Als Arkadi Arkanow, der 1933 geborene russische Schriftsteller, diesen Text verfasste, ahnte er sicher nicht, dass es im Jahr 2004 in der Ukraine eine Wiedergeburt erleben und die Farbe Orange für Hoffnung und Demokratie stehen würde. Beide Lieder werden auf dem einzigen oppositionellen Fernsehsender, Kanal 5, oft gespielt und mit fröhlichen Bildern von den Demonstrationen unterlegt.
Ein weiteres Kinderlied spielt sich gerade in die Herzen der Revolutionäre: „Freundschaft beginnt mit einem Lächeln“. Dieses Lied entstammt dem sowjetischen Trickfilm „Kater Leopold“. Regierungschef Janukowitsch hatte in einer seiner Reden der letzten Tagen Oppositionsführer Juschtschenko als „Kater Leopold“ bezeichnet, was als Beleidigung gedacht war. Kommentar der Bevölkerung: „Janukowitsch scheint Kater Leopold nicht zu kennen, denn sonst hätte er gewusst, dass ein Vergleich mit diesem keine Beleidigung sondern ein Kompliment ist.“ Seitdem sieht man die sowjetische Trickfilmfigur auf Kanal 5 in regelmäßigen Abständen immer wieder auf dem Bildschirm.
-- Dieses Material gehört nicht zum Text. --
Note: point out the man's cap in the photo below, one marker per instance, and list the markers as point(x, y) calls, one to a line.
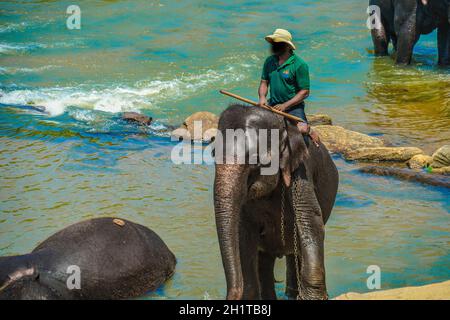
point(281, 35)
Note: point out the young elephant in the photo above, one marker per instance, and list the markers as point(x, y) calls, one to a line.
point(113, 258)
point(403, 21)
point(254, 215)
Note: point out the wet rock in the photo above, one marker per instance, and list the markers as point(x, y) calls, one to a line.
point(411, 175)
point(394, 154)
point(441, 158)
point(340, 140)
point(419, 161)
point(205, 131)
point(319, 119)
point(135, 117)
point(435, 291)
point(443, 170)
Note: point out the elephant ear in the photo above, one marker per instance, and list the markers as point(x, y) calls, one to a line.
point(293, 151)
point(17, 275)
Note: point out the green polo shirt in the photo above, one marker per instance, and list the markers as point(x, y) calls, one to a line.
point(287, 80)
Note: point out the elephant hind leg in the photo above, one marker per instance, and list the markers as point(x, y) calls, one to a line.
point(292, 281)
point(266, 264)
point(381, 41)
point(444, 44)
point(311, 232)
point(249, 260)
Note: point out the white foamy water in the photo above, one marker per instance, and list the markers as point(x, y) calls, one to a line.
point(12, 27)
point(146, 94)
point(13, 70)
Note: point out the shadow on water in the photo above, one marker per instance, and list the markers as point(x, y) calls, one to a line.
point(97, 139)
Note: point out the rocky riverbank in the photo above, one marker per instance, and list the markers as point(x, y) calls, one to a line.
point(404, 162)
point(435, 291)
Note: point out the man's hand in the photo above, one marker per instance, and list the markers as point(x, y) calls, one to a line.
point(262, 101)
point(280, 107)
point(315, 137)
point(306, 129)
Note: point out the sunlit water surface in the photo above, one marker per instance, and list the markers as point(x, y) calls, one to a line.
point(167, 59)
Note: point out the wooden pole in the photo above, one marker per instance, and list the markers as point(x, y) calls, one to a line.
point(253, 103)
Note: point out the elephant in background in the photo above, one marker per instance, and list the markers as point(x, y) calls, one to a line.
point(116, 259)
point(403, 21)
point(249, 214)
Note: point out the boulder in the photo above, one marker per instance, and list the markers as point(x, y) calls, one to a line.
point(205, 131)
point(319, 119)
point(395, 154)
point(441, 158)
point(410, 175)
point(419, 161)
point(340, 140)
point(137, 118)
point(435, 291)
point(443, 170)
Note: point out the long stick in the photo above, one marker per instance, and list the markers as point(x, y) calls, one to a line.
point(253, 103)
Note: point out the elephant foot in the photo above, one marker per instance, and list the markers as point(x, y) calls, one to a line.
point(235, 294)
point(291, 293)
point(313, 294)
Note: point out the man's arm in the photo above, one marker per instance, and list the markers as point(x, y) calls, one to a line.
point(262, 92)
point(297, 99)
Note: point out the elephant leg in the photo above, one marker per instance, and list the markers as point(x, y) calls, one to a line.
point(311, 231)
point(444, 44)
point(380, 40)
point(266, 264)
point(249, 261)
point(405, 25)
point(291, 276)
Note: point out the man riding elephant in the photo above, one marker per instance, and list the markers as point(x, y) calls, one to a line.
point(287, 77)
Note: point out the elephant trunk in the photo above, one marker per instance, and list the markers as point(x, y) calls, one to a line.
point(230, 188)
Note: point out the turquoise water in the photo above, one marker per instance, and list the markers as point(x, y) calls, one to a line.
point(168, 59)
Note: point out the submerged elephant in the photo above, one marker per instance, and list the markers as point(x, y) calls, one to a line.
point(262, 217)
point(113, 258)
point(403, 21)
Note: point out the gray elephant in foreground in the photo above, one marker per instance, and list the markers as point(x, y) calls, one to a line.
point(249, 214)
point(403, 21)
point(113, 258)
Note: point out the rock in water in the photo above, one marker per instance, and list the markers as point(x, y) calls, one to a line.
point(394, 154)
point(200, 126)
point(319, 119)
point(443, 170)
point(137, 118)
point(441, 158)
point(419, 161)
point(435, 291)
point(102, 258)
point(410, 175)
point(340, 140)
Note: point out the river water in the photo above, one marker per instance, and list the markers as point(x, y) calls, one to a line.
point(168, 59)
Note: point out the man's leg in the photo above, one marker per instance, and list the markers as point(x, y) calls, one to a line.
point(304, 127)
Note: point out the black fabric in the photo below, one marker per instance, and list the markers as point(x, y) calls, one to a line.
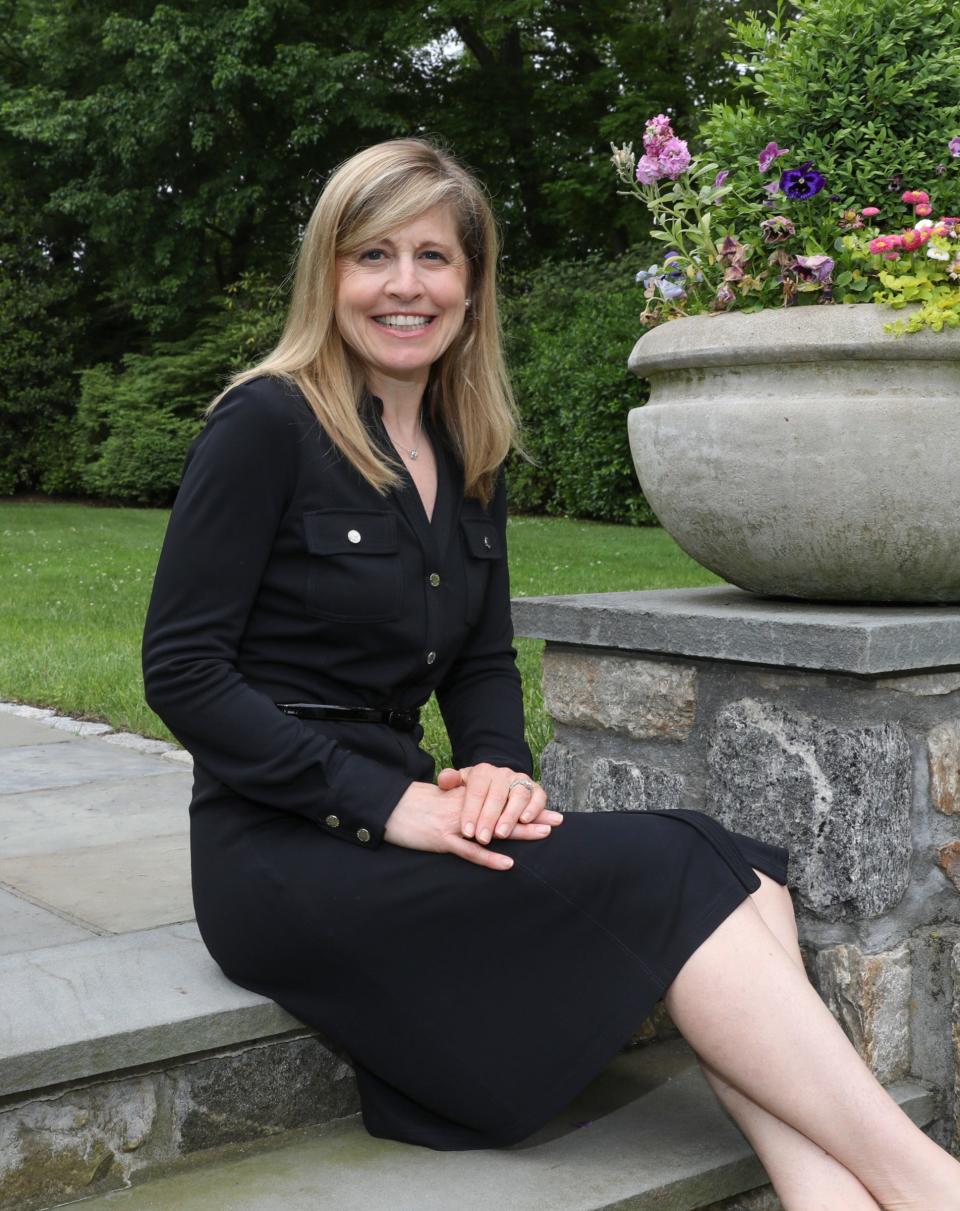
point(475, 1004)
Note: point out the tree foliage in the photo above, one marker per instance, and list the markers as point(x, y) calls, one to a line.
point(868, 90)
point(154, 154)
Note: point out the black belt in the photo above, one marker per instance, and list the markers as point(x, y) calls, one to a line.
point(403, 721)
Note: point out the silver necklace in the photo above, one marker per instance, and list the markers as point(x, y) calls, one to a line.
point(414, 453)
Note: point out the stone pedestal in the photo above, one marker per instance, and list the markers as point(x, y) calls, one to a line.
point(831, 729)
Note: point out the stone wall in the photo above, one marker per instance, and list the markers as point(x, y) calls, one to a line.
point(857, 775)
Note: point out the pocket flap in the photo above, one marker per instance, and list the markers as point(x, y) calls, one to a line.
point(482, 538)
point(350, 532)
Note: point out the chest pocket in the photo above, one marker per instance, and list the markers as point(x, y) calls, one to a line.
point(483, 550)
point(354, 566)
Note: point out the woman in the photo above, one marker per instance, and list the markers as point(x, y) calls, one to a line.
point(335, 554)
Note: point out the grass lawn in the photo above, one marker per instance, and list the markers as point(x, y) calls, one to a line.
point(75, 580)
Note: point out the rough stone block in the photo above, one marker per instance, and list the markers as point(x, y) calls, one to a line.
point(643, 699)
point(627, 786)
point(558, 775)
point(838, 798)
point(955, 1141)
point(943, 752)
point(275, 1086)
point(924, 684)
point(869, 994)
point(948, 860)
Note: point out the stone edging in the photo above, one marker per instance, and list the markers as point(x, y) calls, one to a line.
point(102, 730)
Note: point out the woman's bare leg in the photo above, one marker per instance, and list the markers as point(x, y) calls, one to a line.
point(805, 1177)
point(757, 1022)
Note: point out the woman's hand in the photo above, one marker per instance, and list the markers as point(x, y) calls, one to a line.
point(429, 818)
point(499, 802)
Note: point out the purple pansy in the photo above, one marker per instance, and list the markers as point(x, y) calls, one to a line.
point(802, 183)
point(769, 154)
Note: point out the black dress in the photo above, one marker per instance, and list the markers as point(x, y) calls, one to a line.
point(475, 1004)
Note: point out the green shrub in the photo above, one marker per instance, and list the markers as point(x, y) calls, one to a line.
point(864, 89)
point(569, 331)
point(39, 333)
point(134, 423)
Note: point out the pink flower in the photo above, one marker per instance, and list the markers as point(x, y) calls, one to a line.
point(648, 171)
point(913, 240)
point(769, 154)
point(656, 135)
point(674, 158)
point(884, 244)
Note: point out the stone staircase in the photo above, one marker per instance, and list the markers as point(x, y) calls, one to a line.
point(134, 1074)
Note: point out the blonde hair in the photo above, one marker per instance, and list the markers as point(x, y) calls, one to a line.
point(369, 195)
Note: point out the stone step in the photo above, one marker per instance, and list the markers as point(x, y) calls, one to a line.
point(648, 1134)
point(125, 1052)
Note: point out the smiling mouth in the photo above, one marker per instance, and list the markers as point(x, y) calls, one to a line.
point(403, 321)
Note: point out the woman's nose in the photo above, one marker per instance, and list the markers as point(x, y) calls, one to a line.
point(403, 281)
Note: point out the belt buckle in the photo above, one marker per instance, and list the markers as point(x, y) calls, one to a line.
point(401, 721)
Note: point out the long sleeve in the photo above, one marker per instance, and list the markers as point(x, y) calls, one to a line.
point(481, 698)
point(240, 480)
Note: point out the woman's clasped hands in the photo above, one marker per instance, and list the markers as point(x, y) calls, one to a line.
point(469, 808)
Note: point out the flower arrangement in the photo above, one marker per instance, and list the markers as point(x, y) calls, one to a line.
point(794, 241)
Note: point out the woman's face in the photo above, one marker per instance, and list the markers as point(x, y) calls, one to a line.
point(401, 299)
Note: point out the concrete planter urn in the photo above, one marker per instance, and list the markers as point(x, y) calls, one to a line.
point(806, 452)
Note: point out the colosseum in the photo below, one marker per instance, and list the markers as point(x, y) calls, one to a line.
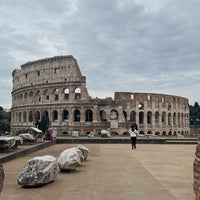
point(55, 87)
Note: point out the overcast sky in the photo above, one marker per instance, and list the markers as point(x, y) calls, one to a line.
point(120, 45)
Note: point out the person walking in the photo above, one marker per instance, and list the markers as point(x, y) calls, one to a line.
point(133, 134)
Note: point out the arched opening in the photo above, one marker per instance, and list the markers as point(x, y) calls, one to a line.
point(37, 116)
point(113, 115)
point(125, 115)
point(24, 116)
point(141, 118)
point(65, 115)
point(66, 94)
point(77, 93)
point(55, 115)
point(103, 115)
point(45, 114)
point(30, 116)
point(133, 116)
point(149, 117)
point(157, 117)
point(77, 116)
point(174, 119)
point(88, 116)
point(169, 119)
point(163, 118)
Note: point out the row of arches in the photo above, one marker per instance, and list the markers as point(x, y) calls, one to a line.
point(30, 116)
point(54, 94)
point(87, 115)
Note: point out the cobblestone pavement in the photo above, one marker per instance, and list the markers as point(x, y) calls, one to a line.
point(112, 172)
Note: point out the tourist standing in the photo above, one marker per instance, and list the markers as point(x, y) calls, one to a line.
point(133, 134)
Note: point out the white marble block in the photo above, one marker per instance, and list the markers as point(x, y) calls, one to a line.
point(38, 171)
point(69, 159)
point(84, 150)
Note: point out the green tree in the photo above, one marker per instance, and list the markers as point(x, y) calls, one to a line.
point(4, 120)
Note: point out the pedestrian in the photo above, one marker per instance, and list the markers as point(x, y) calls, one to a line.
point(133, 133)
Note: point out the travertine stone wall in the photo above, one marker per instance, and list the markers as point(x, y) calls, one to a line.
point(196, 173)
point(2, 175)
point(56, 88)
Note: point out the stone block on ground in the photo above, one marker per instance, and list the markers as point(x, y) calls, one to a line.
point(2, 175)
point(70, 159)
point(38, 171)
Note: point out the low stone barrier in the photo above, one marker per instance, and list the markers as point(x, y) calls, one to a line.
point(196, 173)
point(2, 175)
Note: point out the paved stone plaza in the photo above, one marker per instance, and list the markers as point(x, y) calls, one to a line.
point(113, 172)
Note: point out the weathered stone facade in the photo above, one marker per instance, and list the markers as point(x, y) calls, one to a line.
point(55, 87)
point(196, 172)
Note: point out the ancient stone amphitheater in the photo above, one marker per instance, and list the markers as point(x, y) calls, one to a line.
point(55, 87)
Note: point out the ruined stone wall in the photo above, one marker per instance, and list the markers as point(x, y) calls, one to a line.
point(2, 175)
point(54, 87)
point(196, 172)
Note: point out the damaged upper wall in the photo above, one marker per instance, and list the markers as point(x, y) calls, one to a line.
point(46, 71)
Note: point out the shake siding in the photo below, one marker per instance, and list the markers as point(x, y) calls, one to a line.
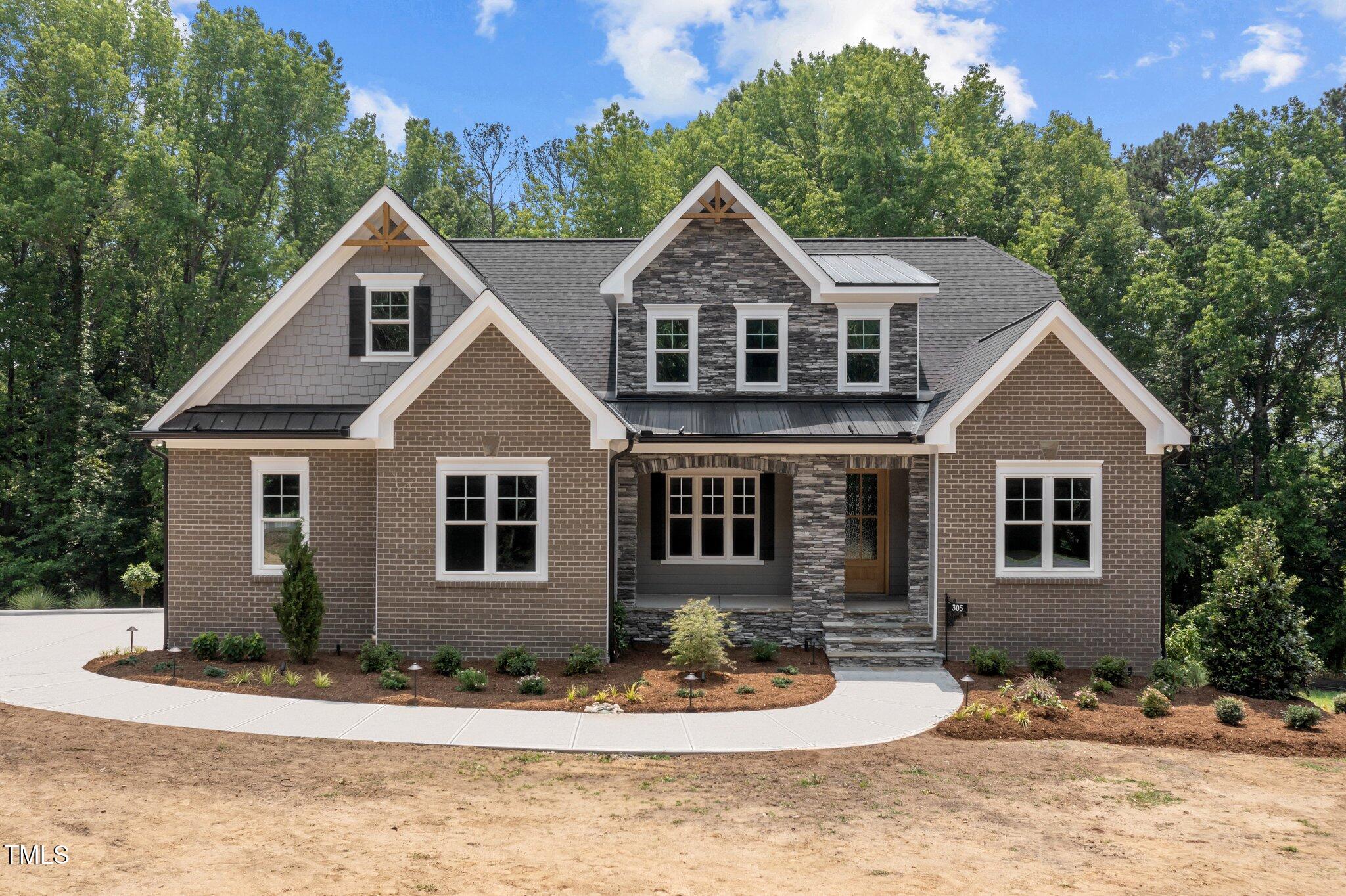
point(1052, 396)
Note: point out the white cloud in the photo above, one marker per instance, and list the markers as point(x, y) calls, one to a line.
point(655, 43)
point(1276, 55)
point(490, 10)
point(390, 116)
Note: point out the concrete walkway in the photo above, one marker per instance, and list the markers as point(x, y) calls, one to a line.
point(42, 656)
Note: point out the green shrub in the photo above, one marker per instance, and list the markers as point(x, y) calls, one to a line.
point(205, 646)
point(1230, 711)
point(534, 685)
point(516, 661)
point(583, 660)
point(1154, 703)
point(377, 656)
point(300, 607)
point(699, 637)
point(447, 660)
point(470, 680)
point(1301, 717)
point(990, 661)
point(764, 650)
point(1045, 662)
point(1113, 670)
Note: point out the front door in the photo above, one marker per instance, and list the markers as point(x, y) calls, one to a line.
point(866, 532)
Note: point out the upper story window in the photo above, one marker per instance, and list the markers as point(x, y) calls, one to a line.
point(670, 347)
point(1048, 520)
point(863, 347)
point(762, 351)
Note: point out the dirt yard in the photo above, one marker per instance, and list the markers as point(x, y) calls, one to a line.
point(810, 683)
point(146, 809)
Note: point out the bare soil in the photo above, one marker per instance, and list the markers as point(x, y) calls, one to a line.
point(150, 809)
point(1117, 720)
point(810, 684)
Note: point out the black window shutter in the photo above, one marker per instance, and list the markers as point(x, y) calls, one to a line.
point(357, 322)
point(766, 517)
point(657, 491)
point(422, 315)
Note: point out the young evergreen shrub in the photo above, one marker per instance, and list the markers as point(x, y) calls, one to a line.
point(1257, 643)
point(300, 607)
point(990, 661)
point(1045, 662)
point(699, 637)
point(1230, 711)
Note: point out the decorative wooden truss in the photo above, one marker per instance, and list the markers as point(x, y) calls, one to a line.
point(385, 233)
point(718, 209)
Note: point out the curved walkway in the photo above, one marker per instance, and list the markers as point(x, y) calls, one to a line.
point(42, 656)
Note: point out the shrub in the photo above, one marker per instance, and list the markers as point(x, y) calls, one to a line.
point(1301, 717)
point(300, 607)
point(377, 656)
point(205, 646)
point(1112, 669)
point(764, 650)
point(532, 685)
point(516, 661)
point(1045, 662)
point(447, 660)
point(1154, 703)
point(470, 680)
point(1230, 711)
point(699, 637)
point(990, 661)
point(583, 660)
point(1257, 643)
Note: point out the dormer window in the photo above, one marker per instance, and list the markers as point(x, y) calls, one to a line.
point(670, 347)
point(762, 340)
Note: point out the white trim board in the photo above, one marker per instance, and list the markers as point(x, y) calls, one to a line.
point(302, 287)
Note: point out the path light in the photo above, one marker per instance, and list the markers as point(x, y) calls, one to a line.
point(415, 670)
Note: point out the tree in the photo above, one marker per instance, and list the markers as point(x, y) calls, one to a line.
point(300, 607)
point(1256, 639)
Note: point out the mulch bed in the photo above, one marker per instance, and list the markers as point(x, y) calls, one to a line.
point(812, 684)
point(1119, 720)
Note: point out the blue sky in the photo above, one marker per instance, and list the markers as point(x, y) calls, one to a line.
point(1135, 66)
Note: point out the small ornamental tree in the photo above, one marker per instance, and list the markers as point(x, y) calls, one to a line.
point(139, 579)
point(1256, 642)
point(300, 607)
point(699, 637)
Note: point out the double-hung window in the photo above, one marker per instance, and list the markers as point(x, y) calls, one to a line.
point(762, 340)
point(281, 506)
point(863, 347)
point(1048, 520)
point(492, 520)
point(712, 517)
point(670, 347)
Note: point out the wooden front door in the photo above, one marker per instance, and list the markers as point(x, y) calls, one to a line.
point(867, 532)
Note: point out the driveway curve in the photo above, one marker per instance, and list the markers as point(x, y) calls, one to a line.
point(42, 657)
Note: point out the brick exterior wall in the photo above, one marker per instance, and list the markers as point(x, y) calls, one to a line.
point(210, 581)
point(1052, 396)
point(719, 264)
point(492, 390)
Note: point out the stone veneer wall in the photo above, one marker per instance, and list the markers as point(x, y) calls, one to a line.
point(720, 264)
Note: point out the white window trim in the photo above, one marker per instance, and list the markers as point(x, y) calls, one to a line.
point(263, 466)
point(390, 282)
point(488, 466)
point(879, 313)
point(670, 313)
point(696, 558)
point(1048, 470)
point(764, 311)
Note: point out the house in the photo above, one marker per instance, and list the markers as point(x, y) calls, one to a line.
point(492, 441)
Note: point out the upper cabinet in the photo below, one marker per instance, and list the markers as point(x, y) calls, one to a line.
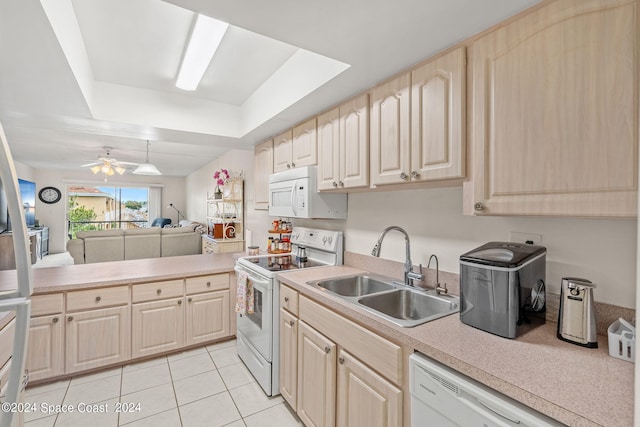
point(343, 146)
point(554, 126)
point(263, 157)
point(296, 147)
point(418, 123)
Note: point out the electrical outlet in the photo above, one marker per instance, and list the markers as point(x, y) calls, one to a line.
point(519, 237)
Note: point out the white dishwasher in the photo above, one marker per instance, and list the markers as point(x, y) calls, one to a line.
point(443, 397)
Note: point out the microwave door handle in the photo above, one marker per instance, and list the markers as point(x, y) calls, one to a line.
point(294, 208)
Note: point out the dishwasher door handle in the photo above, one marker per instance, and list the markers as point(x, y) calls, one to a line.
point(497, 412)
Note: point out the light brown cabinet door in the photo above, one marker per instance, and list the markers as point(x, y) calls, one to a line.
point(555, 113)
point(316, 377)
point(304, 150)
point(365, 399)
point(438, 104)
point(157, 326)
point(354, 143)
point(289, 357)
point(283, 151)
point(207, 317)
point(390, 131)
point(329, 150)
point(263, 161)
point(97, 338)
point(45, 353)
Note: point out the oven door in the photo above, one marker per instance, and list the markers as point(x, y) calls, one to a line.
point(257, 327)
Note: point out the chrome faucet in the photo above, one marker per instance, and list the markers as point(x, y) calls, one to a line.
point(409, 275)
point(437, 287)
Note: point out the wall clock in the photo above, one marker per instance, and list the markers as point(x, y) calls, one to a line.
point(50, 195)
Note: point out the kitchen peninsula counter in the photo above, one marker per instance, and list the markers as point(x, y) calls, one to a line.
point(577, 386)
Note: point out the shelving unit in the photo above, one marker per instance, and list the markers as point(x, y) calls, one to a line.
point(225, 220)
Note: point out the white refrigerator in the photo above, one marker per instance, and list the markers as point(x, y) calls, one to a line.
point(17, 300)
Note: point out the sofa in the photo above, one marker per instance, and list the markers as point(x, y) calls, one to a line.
point(118, 245)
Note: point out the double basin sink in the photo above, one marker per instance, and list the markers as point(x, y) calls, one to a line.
point(398, 303)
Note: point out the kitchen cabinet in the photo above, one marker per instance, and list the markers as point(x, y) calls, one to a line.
point(45, 351)
point(296, 147)
point(282, 151)
point(207, 312)
point(289, 357)
point(158, 322)
point(343, 146)
point(365, 399)
point(97, 327)
point(263, 163)
point(418, 123)
point(554, 105)
point(316, 377)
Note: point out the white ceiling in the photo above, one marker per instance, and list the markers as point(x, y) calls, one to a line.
point(79, 75)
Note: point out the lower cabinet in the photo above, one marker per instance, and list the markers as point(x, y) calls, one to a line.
point(365, 399)
point(316, 377)
point(97, 338)
point(334, 372)
point(157, 326)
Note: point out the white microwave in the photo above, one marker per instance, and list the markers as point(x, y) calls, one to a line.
point(294, 194)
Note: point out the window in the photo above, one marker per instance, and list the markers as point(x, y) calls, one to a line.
point(92, 207)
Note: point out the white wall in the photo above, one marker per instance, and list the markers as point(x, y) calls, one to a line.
point(603, 251)
point(54, 215)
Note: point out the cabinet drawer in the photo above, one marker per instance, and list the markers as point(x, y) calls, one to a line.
point(289, 299)
point(158, 290)
point(216, 282)
point(377, 352)
point(42, 305)
point(97, 298)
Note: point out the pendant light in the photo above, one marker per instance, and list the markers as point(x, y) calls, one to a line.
point(146, 168)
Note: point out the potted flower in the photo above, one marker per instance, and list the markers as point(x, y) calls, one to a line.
point(221, 177)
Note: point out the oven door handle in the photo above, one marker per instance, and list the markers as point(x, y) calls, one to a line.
point(261, 285)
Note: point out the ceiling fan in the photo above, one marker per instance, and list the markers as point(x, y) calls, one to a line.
point(109, 165)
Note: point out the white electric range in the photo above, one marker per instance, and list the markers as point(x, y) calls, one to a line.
point(258, 334)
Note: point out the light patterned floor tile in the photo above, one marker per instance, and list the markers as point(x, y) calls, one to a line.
point(197, 387)
point(152, 401)
point(236, 375)
point(277, 416)
point(140, 379)
point(169, 418)
point(250, 399)
point(212, 411)
point(225, 357)
point(183, 368)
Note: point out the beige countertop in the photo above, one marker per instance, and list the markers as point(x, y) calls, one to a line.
point(577, 386)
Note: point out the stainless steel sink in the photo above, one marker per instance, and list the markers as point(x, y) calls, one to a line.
point(354, 286)
point(406, 307)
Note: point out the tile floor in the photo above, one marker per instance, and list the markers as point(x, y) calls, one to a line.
point(208, 386)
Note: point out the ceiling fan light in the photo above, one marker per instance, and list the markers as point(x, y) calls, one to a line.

In den letzten Tagen gewinnt in der Ukraine fast alles an Symbolik. Die Menschen orientieren sich an Fraben, an dem Blau der Regierungspartei und am Orange der Opposition. In jedem Fleckchen Orange vermutet man nun ein Ja für Juschtschenko. Selbst wenn es sich nur um eine Getränkeflasche handelt, die zufällig einen orangenen Deckel hat und nicht aus politischer Überzeugung sondern aufgrund von Durst gekauft wurde.